Discoverability, on the other hand, is about things you don’t know that you don’t know. And search engines are notoriously bad at that. Sure, you might get a better spelling or a search result might show you something related, but if you’re trying to find out how to use your microkernel architecture to process millions of queries per second you’re unlikely to find anything about how a distributed microservice might be a better choice. If you know a little bit more about the problem space you can use a search engine, but it’s harder. You need to change your thinking and search for architectural patterns, and then dig in from there. And that’s if you know the domain.

Or consider your IDE. Both VSCode the various JetBrains IDEs do a good job of both making it easy to find the functionality you’re looking for with hierarchical menus, context menus, and a search mechanism and the make it easy to discover keyboard shortcuts and related commands/options though advertising them and grouping things. Vim, on the other hand, has an OK search engine, butt if you don’t know what you’re looking for it’s almost impossible to discover.

So why should you care? You should care because it applies not just to IDEs and search engines, but also to libraries, APIs, and pub-sub systems. We talk to our customers/users a lot and understand what they want/need. We use that information to build the things that provide the most value to them. If there were more valuable things to build we’d build them instead. But unless our customers/users know about what we’ve done and use it then we’ve wasted time. Sure, you could assume that since they asked for it 3 months ago they’ll notice when it suddenly appears, but really, they’re busy to and probably won’t. So make it not just findable, but discoverable. How you make something discoverable is a different topic for later

by Leon Rosenshein

I've got you covered

Code coverage is important. If you haven’t exercised your code then you don’t know if it works. If you don’t know it works, how can you be done?

So code coverage is important. If all your code is covered by your unit tests you can feel pretty confident that your code does what you think it does. Test Driven Development (TDD) is a good way to approach it. Figure out what you want your code to do.
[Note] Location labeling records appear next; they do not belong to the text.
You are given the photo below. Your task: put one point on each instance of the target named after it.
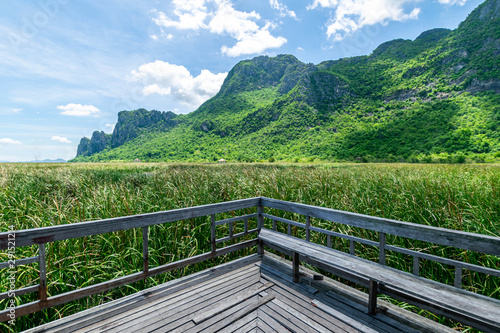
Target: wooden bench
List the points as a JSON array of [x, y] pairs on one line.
[[466, 307]]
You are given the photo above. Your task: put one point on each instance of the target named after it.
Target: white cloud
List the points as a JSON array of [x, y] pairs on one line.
[[162, 78], [60, 139], [283, 9], [351, 15], [190, 14], [251, 38], [9, 141], [111, 127], [453, 2], [222, 19], [79, 110]]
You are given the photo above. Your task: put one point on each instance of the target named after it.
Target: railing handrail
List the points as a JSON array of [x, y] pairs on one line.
[[82, 229], [442, 236]]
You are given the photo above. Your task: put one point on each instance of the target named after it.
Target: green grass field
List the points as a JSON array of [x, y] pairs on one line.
[[459, 197]]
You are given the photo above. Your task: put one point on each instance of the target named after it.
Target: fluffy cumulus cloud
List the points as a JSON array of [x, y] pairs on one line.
[[219, 17], [110, 127], [60, 139], [351, 15], [78, 110], [9, 141], [190, 15], [453, 2], [162, 78], [283, 9]]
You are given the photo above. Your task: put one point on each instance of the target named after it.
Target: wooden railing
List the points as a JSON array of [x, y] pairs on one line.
[[457, 239], [41, 236]]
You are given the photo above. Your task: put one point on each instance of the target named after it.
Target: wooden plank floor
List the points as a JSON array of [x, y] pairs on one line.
[[247, 295]]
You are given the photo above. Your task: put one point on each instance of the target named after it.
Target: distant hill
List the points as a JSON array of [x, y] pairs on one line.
[[436, 97]]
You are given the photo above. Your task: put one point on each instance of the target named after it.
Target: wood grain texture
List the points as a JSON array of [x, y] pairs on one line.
[[463, 240]]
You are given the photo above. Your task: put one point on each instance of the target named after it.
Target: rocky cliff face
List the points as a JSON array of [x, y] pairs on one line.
[[129, 126], [131, 123]]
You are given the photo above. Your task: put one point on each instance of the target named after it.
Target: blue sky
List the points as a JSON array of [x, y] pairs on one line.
[[68, 67]]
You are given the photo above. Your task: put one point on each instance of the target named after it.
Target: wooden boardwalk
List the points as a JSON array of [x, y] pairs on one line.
[[246, 295]]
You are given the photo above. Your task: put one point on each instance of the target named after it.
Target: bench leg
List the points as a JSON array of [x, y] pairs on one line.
[[372, 297], [295, 267]]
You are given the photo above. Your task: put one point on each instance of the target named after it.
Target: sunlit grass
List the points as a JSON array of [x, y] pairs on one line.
[[459, 197]]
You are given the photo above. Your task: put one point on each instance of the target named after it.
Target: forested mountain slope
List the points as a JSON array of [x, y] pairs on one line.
[[436, 97]]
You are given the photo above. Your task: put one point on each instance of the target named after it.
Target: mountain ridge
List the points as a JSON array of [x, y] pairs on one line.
[[368, 107]]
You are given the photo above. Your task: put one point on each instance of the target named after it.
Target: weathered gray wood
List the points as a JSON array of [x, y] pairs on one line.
[[441, 299], [236, 219], [212, 233], [295, 267], [220, 307], [381, 248], [42, 289], [170, 313], [446, 261], [314, 325], [231, 271], [285, 319], [145, 249], [287, 221], [241, 234], [344, 236], [416, 265], [354, 301], [308, 225], [372, 297], [337, 314], [458, 277], [82, 229], [260, 225], [242, 310], [244, 325], [21, 291], [278, 327], [464, 240], [19, 262], [295, 297], [100, 287]]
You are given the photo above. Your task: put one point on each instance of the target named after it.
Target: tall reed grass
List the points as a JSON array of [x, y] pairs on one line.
[[459, 197]]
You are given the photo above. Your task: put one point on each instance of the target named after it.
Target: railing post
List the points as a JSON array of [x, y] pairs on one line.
[[372, 297], [212, 232], [260, 225], [416, 265], [381, 248], [145, 249], [42, 291], [295, 267], [458, 277], [308, 225]]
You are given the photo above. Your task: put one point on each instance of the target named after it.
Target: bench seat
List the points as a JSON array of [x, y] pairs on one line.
[[466, 307]]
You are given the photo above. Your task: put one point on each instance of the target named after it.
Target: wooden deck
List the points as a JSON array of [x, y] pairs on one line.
[[247, 295]]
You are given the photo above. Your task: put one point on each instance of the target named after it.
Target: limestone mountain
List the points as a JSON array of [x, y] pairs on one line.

Write the tests that validate it does those things. Then write just enough code to make sure all the tests pass. Do that well and you’ve got 100% code coverage.

And that means your code is perfect and you can turn off your alerting, right? Wrong. For one thing, 100% code coverage and passing tests means that all of your code is executed by the tests. It doesn’t say anything about the correctness of the code, Consider this bit of pseudo-code

func area(length int, width int) int {
 return length * length
}

func test_Area() {
  length = 2
  width = 2
  result_area = area(length, width)
  assert_equal(result_area, length * width)
}

100% coverage, all tests pass, and it’s wrong. So code coverage isn’t everything.

But you could argue that in this case the problem isn’t that coverage isn’t the problem, it’s that the test is wrong. You’d be correct, but writing tests to check the tests has no end.

Then there’s the issue of side effects. Everything does what you expect in isolation, but does it do so in concert? Do you have enough tests to cover the side effects? Your method to add to the global list does so, but is there another bit of code that has cached a copy of the global list and is now going to do the wrong thing? In this case each of the tests is correct, but there’s an interaction you haven’t tested.

Then there’s the whole world of integration. Each piece of code does exactly what it should. No less, and no more. But when you put them together you get some kind of non-linear response or positive feedback loop.

All of which is to say, code coverage is important. You can’t be sure you’re right without it. But don’t confuse a necessary component with a sufficient one.